9.1. The agency undertakes to carry out the order with the greatest possible care. It is only liable for intent and gross negligence for damage. Compensation beyond the material value is excluded.

 

9.2. The agency undertakes to carefully select and train its vicarious agents. In addition, she is not liable for her vicarious agents.

 

9.3. If the agency orders the necessary external services, the respective contractors are not vicarious agents of the agency. It is only liable for its own fault and only for intent and gross negligence.

 

9.4. With the approval of drafts, texts, final versions and final drawings by the customer, the customer assumes responsibility for the correctness of text and images. The agency accepts no liability for the drafts, texts, final versions and final drawings released by the customer.

 

9.5. The agency is not liable for the admissibility of the work under competition and trademark law and the ability to register it.

 

9.6. Complaints of any kind must be submitted to the agency in writing within 14 days of delivery of the work. Thereafter, the work is considered to have been accepted free of defects.

 

9.7. Force majeure events entitle the agency to postpone the project commissioned by the customer by the duration of the disability. There are no claims for damages from the customer against the agency.

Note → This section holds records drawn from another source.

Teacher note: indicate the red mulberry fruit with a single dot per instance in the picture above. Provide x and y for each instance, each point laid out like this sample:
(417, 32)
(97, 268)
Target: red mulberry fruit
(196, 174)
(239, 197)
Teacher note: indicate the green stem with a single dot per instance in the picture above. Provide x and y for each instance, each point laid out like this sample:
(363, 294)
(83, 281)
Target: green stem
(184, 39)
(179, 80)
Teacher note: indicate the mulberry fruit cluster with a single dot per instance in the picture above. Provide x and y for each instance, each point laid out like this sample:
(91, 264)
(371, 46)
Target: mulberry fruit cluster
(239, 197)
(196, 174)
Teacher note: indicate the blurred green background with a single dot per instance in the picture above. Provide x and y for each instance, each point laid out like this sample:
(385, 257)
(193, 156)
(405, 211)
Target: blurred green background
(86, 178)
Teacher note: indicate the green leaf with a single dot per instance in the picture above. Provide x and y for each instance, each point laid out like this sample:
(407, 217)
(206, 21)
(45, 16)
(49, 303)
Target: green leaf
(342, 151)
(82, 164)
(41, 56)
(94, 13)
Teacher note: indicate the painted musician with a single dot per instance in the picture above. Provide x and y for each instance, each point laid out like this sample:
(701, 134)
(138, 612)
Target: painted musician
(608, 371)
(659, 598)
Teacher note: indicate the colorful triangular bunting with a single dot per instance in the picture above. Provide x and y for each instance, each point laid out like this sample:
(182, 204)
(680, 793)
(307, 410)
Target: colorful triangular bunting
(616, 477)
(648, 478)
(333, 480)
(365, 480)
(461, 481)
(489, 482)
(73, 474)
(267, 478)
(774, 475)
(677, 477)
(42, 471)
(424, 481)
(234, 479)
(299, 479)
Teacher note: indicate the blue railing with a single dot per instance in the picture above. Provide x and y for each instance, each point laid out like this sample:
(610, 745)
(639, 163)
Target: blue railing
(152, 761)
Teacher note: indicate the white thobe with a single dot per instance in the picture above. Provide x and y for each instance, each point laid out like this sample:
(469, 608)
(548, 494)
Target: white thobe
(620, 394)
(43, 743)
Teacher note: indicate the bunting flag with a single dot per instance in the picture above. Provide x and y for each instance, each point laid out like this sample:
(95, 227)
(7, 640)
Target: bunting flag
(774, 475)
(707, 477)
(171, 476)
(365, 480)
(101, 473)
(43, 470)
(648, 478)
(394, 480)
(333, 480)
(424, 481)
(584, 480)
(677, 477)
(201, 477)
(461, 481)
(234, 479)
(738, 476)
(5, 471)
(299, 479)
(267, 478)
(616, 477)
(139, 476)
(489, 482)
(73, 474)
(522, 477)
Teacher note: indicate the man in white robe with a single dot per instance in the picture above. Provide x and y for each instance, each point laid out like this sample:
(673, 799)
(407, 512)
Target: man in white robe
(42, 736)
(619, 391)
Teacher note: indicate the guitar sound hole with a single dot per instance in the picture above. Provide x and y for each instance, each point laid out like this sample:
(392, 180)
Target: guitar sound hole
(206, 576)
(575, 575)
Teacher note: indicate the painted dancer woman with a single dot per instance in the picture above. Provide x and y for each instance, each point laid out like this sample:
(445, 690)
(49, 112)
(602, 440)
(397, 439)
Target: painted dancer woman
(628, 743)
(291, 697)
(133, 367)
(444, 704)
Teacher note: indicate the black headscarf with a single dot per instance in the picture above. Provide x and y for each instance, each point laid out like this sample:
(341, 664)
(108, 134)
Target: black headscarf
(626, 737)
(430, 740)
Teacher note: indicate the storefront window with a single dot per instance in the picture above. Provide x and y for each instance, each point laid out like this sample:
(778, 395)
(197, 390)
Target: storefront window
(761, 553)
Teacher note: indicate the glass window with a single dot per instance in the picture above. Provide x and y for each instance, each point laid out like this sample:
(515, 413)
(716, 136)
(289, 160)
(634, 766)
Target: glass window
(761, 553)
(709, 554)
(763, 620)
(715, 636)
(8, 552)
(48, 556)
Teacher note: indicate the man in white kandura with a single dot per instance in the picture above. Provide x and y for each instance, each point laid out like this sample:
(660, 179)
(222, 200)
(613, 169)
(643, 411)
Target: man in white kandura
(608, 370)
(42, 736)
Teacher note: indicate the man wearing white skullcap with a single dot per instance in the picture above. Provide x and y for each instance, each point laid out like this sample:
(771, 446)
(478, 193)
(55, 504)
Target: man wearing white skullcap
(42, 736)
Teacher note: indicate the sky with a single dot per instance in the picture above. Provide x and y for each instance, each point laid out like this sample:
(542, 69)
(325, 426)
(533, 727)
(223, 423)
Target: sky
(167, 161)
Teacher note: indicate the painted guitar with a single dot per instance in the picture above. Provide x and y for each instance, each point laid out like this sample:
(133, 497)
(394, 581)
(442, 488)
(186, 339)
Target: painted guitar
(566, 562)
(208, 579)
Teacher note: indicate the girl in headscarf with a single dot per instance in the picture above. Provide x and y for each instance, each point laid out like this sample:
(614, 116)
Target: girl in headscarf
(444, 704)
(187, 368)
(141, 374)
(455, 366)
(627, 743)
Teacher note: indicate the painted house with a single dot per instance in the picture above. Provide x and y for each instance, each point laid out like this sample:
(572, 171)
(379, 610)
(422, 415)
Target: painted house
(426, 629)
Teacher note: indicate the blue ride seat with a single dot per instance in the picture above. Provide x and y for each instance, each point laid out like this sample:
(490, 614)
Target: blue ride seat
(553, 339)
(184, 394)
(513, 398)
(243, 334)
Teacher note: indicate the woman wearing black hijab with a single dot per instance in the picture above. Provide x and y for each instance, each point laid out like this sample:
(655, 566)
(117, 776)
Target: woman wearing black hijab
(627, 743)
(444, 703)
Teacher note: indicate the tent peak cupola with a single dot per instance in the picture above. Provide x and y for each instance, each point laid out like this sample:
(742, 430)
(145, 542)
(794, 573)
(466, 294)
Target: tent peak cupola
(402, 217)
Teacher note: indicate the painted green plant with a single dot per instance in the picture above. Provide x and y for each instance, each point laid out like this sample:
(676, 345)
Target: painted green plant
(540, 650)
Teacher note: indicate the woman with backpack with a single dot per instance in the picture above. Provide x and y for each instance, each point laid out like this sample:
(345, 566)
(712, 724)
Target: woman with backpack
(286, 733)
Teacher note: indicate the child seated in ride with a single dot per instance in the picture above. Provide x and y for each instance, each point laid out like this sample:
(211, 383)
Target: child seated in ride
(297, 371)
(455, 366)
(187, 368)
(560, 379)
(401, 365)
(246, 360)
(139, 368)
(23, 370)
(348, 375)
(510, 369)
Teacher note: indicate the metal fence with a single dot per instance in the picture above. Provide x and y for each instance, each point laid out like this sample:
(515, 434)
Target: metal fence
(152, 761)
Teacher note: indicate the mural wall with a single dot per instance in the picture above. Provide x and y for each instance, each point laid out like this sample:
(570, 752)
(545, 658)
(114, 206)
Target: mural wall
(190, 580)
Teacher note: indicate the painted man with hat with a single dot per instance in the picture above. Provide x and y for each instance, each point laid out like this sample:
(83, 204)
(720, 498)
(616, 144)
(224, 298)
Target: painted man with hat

10. CONTRACT DURATION, TERMS OF CANCELLATION

10.1. The contract comes into force with written consent. The contract term ends with mutual fulfillment.

 

10.2. In the event of an early termination of the contract for which the agency is not responsible, the customer remains obliged to pay the agreed remuneration for the entire duration of the remaining term of the contract.

 

10.3. The contract term for periodical publications or online media is 12 months unless otherwise agreed. The termination of the contract can be terminated by both sides 3 months before the end of the contract term. On the other hand, the term of the contract for the publications or online media is extended by a further year.

 

10.4. Each contracting party is entitled to terminate the contract at any time without notice for important reasons. An extraordinarily important reason for a termination exists in particular if

a) the other party becomes insolvent

b) insolvency proceedings are opened against the assets of the other contracting party or the insolvency proceedings are refused due to lack of assets

(c) the other contracting party, for reasons for which it is responsible, does not fulfill a contractual obligation within two months despite having received a warning or does not remedy any breach of contract within this period, or

d) due to the behavior of the other party, the maintenance of the contractual relationship is no longer reasonable.

 

11. FINAL PROVISION

11.1. The place of performance is Hamburg (Germany), the seat of WORLDWATCH GmbH.

 

11.2. The ineffectiveness of one of the above provisions does not affect the validity of the remaining provisions.

 

11.3. The contract is subject to the law of the Federal Republic of Germany.